Malpractice is a threat that ever hangs over the heads of physicians, so get in front and take the right precautions to prevent a case.
Malpractice is a threat that ever hangs over the heads of physicians, and depending on what specialty you work in, the threat is very real.
According to the American Medical Association, nearly all surgeons (90%) will be sued at least once. More than 61% of all doctors will be sued by the age of 55 and half of all OB-GYNs will be sued before they turn 50.
Considering how likely it is that physicians will find themselves in this situation, it behooves them to be prepared.
“With the average cost of settling a malpractice suit around $350,000, it is wise for MDs to arm their practices—and themselves—against highly disruptive and costly legal battles,” says Steven Abernathy, co-founder of the Physician Family Office. “Knowing what makes plaintiffs’ attorneys tick is critical; so is mastering the legal process.”
Abernathy advises that physicians should voluntarily participate in litigation by becoming an expert witness. Doing so will allow physicians to learn how to handle themselves in a courtroom and make the whole process less alien.

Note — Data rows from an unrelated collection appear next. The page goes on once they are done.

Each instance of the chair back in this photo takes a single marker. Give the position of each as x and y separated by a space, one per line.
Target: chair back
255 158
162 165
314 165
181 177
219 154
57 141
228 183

According to co-founder Brian Luster, protecting against a lawsuit doesn’t necessarily mean loading up on malpractice insurance, an act that might put a physician’s personal assets at risk.
However, at the prospect of a higher payout, they may be more prone to roll the dice, hoping for causation between the physician’s actions and the patient’s injury.
However, physicians with proper asset protection will find the chances of a lawsuit decrease, Luster says. An attorney won’t be willing to gamble on a case that has little merit and little payout.
Instead of going for the highest malpractice coverage, physicians would be better suited to buy low to medium coverage while legally protecting their assets. They’ll save on yearly malpractice premiums and will deter frivolous lawsuits.
According to the Physician Family Office, the following precautions will decrease the risk of a successful malpractice claim:
1. Consulting a professional to ensure assets are legally structured so that no one, other than the physician, has access to them.
2. Seek informed consent. Patients are more likely to have realistic expectations of their procedure when both the benefits and risks are explained and documented.
3. Be proactive and get accustomed to how to handle yourself in a courtroom.
4. The American Board of Independent Medical Examiners recommends becoming an “expert witness” to turn time in the courtroom into a money making event. A physician may earn $500 or more per hour.